Schrobenhausen
Das rote Bayern oder von Toten auf Urlaub

Michael Lerchenbergs Lehrstunde(n) zur Revolution

20.11.2018 | Stand 23.09.2023, 5:01 Uhr
Es war einmal die Revolution oder Eisner gegen alle - Michael Lerchenberg und die Revolutionskapelle erinnern mit dem "Spartakusmarsch" an 100 Jahre Revolution und Räterepublik in Bayern.  −Foto: Erdle

Schrobenhausen (SZ) Revolution ist schwerer als man denkt.

Diese Erkenntnis gewannen sowohl die Begründer des Freistaats vor 100 Jahren wie auch das Publikum im Musikschulpavillon bei Michael Lerchenbergs umfangreichem Leseabend "Revolution in Baiern" am Sonntag.

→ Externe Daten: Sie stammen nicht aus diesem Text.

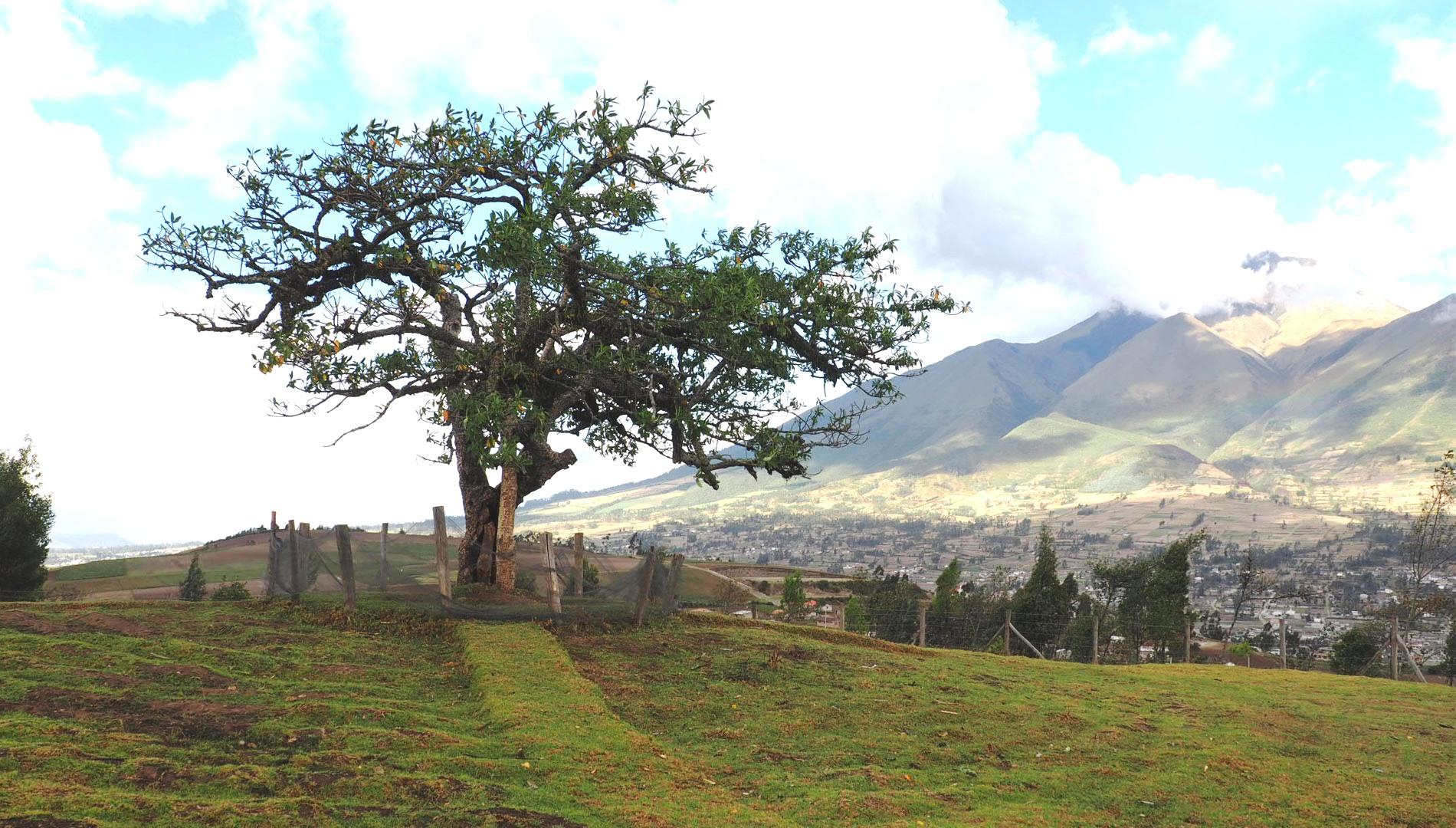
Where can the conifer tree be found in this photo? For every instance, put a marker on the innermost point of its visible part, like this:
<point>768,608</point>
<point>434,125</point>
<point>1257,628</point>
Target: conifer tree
<point>194,586</point>
<point>25,527</point>
<point>1041,608</point>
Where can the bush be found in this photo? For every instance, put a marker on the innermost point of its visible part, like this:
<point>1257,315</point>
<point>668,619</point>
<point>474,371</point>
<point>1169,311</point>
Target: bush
<point>232,592</point>
<point>1356,650</point>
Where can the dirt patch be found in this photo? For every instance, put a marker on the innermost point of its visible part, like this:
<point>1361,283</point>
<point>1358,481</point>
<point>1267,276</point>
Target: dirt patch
<point>87,623</point>
<point>338,669</point>
<point>174,719</point>
<point>98,623</point>
<point>159,776</point>
<point>516,818</point>
<point>203,675</point>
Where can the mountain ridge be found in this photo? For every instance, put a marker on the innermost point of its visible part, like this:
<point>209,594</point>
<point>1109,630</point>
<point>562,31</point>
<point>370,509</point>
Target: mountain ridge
<point>1268,397</point>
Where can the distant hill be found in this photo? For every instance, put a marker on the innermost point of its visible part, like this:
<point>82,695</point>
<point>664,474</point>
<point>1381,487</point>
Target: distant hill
<point>1324,404</point>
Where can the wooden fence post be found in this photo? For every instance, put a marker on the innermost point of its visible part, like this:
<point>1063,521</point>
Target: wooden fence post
<point>674,579</point>
<point>1395,648</point>
<point>645,583</point>
<point>553,586</point>
<point>1283,645</point>
<point>341,540</point>
<point>383,563</point>
<point>273,577</point>
<point>441,554</point>
<point>579,564</point>
<point>294,564</point>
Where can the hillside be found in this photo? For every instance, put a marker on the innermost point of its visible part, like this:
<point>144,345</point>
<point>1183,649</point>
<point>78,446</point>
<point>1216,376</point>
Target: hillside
<point>1263,396</point>
<point>257,715</point>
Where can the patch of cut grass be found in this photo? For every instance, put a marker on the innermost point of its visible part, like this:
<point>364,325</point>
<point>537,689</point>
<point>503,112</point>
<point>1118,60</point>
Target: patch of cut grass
<point>829,729</point>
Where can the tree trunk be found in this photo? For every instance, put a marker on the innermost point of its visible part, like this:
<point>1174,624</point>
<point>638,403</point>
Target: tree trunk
<point>506,532</point>
<point>480,503</point>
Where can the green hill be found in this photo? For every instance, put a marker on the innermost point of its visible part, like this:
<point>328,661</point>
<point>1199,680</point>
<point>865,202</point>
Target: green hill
<point>265,715</point>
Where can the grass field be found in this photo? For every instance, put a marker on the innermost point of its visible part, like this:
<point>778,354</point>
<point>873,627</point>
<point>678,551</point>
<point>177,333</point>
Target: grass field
<point>258,713</point>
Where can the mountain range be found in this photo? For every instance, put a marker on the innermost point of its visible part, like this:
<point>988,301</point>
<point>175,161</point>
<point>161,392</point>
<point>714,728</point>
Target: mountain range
<point>1323,404</point>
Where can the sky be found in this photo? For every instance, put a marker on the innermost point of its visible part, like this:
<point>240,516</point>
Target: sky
<point>1041,161</point>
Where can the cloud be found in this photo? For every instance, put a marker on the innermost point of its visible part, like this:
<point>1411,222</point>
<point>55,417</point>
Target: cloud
<point>1208,50</point>
<point>1124,40</point>
<point>1363,169</point>
<point>1430,63</point>
<point>44,56</point>
<point>189,11</point>
<point>205,123</point>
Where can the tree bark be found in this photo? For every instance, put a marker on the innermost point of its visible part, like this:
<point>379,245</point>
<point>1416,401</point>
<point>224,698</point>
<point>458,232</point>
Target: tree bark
<point>482,503</point>
<point>506,532</point>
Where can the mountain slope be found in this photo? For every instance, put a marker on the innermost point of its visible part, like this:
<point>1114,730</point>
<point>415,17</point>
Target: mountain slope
<point>1326,399</point>
<point>1177,383</point>
<point>979,394</point>
<point>1389,396</point>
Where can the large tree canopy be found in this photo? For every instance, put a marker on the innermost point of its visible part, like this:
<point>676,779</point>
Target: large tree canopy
<point>498,271</point>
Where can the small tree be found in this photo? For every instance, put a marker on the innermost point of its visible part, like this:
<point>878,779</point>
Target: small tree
<point>236,591</point>
<point>25,527</point>
<point>1451,655</point>
<point>794,598</point>
<point>1430,546</point>
<point>194,586</point>
<point>1041,608</point>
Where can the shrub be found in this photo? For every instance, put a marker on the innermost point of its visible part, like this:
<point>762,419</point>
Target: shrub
<point>194,586</point>
<point>232,592</point>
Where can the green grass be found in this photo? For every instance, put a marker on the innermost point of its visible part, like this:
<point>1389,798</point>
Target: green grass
<point>116,567</point>
<point>258,713</point>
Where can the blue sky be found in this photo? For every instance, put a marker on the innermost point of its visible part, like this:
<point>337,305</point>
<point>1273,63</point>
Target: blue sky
<point>1038,159</point>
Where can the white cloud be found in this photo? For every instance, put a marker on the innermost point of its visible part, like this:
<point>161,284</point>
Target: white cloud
<point>919,123</point>
<point>44,56</point>
<point>1430,64</point>
<point>1124,40</point>
<point>1363,169</point>
<point>1208,50</point>
<point>207,123</point>
<point>189,11</point>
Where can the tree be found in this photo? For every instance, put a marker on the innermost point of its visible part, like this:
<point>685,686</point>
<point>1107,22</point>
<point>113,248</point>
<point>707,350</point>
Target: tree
<point>1356,649</point>
<point>236,591</point>
<point>1449,661</point>
<point>194,586</point>
<point>484,268</point>
<point>794,598</point>
<point>1430,546</point>
<point>25,525</point>
<point>1041,608</point>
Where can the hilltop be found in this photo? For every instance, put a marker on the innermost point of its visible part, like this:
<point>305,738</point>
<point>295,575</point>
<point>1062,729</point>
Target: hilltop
<point>262,715</point>
<point>1312,406</point>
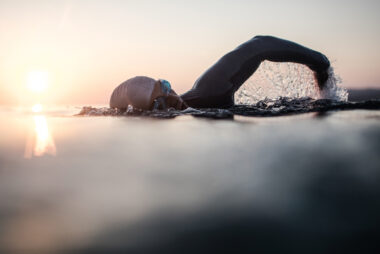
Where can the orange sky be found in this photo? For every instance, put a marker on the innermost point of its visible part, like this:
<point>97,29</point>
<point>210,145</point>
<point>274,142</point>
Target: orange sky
<point>89,47</point>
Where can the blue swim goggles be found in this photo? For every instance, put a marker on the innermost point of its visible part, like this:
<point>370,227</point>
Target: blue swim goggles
<point>165,85</point>
<point>160,102</point>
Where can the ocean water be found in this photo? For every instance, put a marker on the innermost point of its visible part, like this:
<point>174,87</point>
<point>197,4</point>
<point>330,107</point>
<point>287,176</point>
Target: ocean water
<point>281,176</point>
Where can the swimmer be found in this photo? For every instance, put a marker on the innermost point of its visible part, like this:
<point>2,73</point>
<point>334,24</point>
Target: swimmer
<point>216,87</point>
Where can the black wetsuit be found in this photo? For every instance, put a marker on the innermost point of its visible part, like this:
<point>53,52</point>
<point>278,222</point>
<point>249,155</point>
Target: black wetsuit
<point>217,86</point>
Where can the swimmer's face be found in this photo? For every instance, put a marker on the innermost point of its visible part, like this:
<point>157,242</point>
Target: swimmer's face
<point>166,98</point>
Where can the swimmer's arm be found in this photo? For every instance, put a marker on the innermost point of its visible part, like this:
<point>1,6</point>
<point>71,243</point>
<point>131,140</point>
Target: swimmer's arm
<point>280,50</point>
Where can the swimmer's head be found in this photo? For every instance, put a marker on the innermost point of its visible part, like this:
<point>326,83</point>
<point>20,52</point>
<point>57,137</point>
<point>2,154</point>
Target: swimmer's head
<point>145,93</point>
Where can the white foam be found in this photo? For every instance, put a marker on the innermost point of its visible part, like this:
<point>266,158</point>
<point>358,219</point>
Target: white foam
<point>274,80</point>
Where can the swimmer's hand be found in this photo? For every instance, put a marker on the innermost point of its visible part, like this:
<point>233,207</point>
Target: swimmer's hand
<point>321,77</point>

Michael Lerchenberg widmet sich in seinem aktuellen Leseprogramm den 175 Tagen der Revolution 1918/19, den "wildesten, aufregendsten und grausamsten der bayerische Geschichte". Und er tut dies, indem er in Augenzeugenberichten die damals Handelnden oder am Geschehen Beteiligten, abwechselnd Befürworter, Gegner oder bloße Beobachter, zu Wort kommen lässt.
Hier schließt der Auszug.